The ministry has another option: allow Vodafone to challenge the retrospective tax charge in international arbitration. But this is being viewed as one fraught with the danger of attracting adverse comments from the Opposition parties.
The Union budget’s finance bill this year had a retrospective amendment, which clarified that the income tax laws of 1962 were meant to tax any deal where the asset underlying the sale or purchase is in India even if the deal is struck elsewhere.
A Supreme Court judgment in January had prompted the amendment. The apex court had ruled that the government had no right to tax the share sale by a Hong Kong-registered shell firm owned by Hutchison to Vodafone in the tax haven of the Cayman Islands. The government was asked to return Rs 11,000 crore in presumptive taxes, with interest.
The government’s point was that if the deal had been done in India or in the UK, where it was based, Vodafone would have been liable to deduct tax at source.
By letting Vodafone go scot-free, the government would be treating it differently from other companies which chose not to use shell firms and tax havens to structure their deals.
Top officials pointed out that the judgment could well have led to the reopening of a large number of cases since 1998 and result in the government bleeding in arbitration payouts. Cases such as the Idea Cellular-AT&T deal, SABMiller buying 100 per cent in Foster’s India and General Electric selling a majority stake in Genpact could go against the tax department.
North Block believes that despite several international chambers lobbying against the amendment, the actual case will have no bearing on FDI inflows. Finance ministry officials believe a clear and rational tax policy exists, and firms appreciate attempts to treat all deals on a par
In a survey of top MNCs by Unctad, India has been ranked the third most attractive destination for 2012-2014. The survey was part of World Investment Report prepared by the UN body.

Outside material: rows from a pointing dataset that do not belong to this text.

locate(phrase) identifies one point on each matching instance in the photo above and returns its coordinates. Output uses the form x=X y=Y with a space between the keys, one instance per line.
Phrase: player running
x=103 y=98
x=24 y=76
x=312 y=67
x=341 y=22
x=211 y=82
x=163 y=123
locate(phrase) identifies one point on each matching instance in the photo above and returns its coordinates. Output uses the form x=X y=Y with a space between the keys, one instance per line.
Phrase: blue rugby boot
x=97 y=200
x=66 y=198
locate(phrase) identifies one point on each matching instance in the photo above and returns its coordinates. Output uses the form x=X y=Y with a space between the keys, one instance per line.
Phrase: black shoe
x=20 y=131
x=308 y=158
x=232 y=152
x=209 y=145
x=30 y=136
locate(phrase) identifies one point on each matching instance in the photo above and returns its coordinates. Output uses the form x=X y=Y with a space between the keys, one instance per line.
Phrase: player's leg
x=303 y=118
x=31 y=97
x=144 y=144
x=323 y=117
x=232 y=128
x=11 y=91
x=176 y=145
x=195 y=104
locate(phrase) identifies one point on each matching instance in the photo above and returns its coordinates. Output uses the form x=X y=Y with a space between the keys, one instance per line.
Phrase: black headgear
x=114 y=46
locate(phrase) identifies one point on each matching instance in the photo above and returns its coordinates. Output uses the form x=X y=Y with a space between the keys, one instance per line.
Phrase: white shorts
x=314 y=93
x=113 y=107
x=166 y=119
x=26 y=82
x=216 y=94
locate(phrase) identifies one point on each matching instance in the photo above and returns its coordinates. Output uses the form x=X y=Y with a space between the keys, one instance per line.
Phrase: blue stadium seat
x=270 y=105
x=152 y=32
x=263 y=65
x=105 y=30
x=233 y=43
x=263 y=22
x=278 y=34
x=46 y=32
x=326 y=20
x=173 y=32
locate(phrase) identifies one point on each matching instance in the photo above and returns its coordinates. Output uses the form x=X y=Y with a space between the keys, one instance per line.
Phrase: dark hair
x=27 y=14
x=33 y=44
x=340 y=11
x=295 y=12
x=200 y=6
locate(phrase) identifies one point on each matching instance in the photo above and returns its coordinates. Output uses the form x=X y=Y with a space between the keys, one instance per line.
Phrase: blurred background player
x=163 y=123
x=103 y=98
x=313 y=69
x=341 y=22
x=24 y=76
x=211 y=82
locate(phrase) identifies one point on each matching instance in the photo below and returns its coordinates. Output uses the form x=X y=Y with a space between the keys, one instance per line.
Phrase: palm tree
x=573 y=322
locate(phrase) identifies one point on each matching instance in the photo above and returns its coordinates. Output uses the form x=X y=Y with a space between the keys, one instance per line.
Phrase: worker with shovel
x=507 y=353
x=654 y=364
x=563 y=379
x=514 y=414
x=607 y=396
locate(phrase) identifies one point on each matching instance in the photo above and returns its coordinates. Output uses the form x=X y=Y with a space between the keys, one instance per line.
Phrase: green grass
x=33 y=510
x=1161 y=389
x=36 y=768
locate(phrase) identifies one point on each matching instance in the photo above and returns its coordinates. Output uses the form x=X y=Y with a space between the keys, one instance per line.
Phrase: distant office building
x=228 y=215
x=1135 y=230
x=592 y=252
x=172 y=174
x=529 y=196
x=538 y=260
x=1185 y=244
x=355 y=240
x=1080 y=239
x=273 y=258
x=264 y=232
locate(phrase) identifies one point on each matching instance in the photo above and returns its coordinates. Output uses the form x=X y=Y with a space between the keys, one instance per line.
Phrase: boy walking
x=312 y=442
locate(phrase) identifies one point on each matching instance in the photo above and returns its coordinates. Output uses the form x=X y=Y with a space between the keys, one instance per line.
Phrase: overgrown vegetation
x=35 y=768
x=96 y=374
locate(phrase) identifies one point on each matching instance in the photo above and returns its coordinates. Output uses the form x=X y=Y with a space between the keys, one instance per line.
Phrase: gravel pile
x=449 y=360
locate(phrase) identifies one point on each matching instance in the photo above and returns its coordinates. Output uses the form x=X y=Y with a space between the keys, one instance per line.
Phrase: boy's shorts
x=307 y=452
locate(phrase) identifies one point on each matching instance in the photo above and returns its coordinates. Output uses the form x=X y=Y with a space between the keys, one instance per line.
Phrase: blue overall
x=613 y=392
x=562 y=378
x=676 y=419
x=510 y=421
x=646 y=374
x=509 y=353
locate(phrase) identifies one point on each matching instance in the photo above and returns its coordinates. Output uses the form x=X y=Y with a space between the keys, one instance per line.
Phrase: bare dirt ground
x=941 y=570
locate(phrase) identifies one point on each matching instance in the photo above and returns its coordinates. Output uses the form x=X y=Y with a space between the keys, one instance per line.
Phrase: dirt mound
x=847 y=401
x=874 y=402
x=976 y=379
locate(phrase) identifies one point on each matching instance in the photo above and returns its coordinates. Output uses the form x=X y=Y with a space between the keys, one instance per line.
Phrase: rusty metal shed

Releasing the report here, ESCAP’s chief economist Nagesh Kumar said that “isolated cases of tax disputes like Vodafone was unlikely to affect FDI flows” .
One option before the government is to let the case go to international arbitration. Vodafone has already sent a trigger notice for arbitration to the government under the bilateral investment treaty with the Netherlands, stating the retrospective amendment is against the spirit of the treaty. However, the problem is that the government may later be taken to task for not collecting punitive taxes before allowing the case to go for arbitration.